# Would you pay $6M for an Acoustic?



## Chito (Feb 17, 2006)

This is nuts...

http://www.rjguitar.com/index.html


----------



## Rumble_b (Feb 14, 2006)

If it really is his and having it would make me play like him, I would sell my soul to the devil.


----------



## Chucksoup (Sep 27, 2006)

*lots of moola*

I would never have that kinda scratch to spend on a guitar.


----------



## zao_89 (Feb 17, 2006)

Id buy it if it could shoot flames and make me travel through time... But I doubt it does that.


----------



## ne1roc (Mar 4, 2006)

Nope. I would buy every colour Wolfgang guitar, every model of Gibson, Fender, Music Man and I don't think I'd hit the million dollar mark with all those guitars.


----------



## Antz_Marchin (Mar 31, 2006)

I've never seen anything so absurd in my life. It's beaten, getting to the point where it's going to be "too aged" soon and is going to start sounding like crap, bridge will start lifting. You could buy an Olson James Taylor sig. (arguably one of the best sounding guitars anywhere right now) for a cool 25G's then fill your 8 car garage with Ferraris for what this guitar would cost. To be honest even if it cost $5000 I'd still buy a Taylor 914.


----------



## Milkman (Feb 2, 2006)

No, I wouldn't but bear in mind that this is not a guitar per se.

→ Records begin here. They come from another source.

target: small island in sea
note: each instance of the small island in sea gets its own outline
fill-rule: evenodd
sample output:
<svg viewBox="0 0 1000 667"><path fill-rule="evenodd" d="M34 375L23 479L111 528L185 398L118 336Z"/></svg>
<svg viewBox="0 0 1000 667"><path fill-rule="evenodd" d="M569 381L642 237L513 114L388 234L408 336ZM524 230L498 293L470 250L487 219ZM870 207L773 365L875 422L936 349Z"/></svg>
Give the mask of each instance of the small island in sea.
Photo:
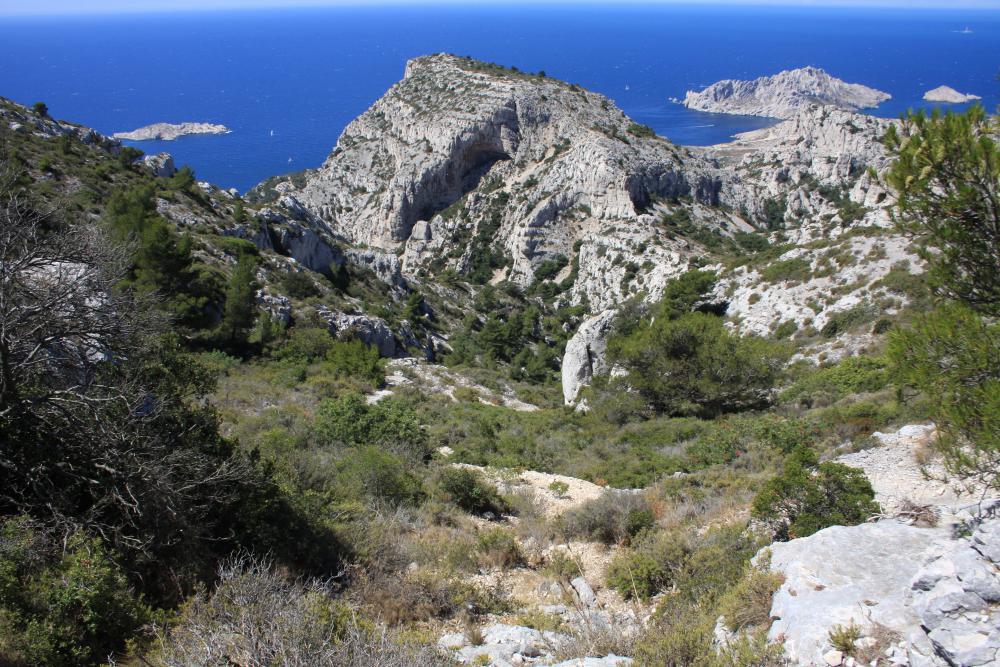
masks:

It's an artifact, and its value is determined by what collectors are willing to pay, not by its worth as an instrument.


----------



## elindso (Aug 29, 2006)

No I don't like 12 fret acoustics, maybe if they build, I mean find his 14 fret model I'll buy it for 3 million.

This is silly.

There's one born every minute or a fool and his money:smile:


----------



## Milkman (Feb 2, 2006)

elindso said:


> No I don't like 12 fret acoustics, maybe if they build, I mean find his 14 fret model I'll buy it for 3 million.
> 
> This is silly.
> 
> There's one born every minute or a fool and his money:smile:



Well yes, but the same could be said of someone who pays $5000. for a Les Paul or similar.


Now where did I put that "pet rock"....... E-bay here I come.


----------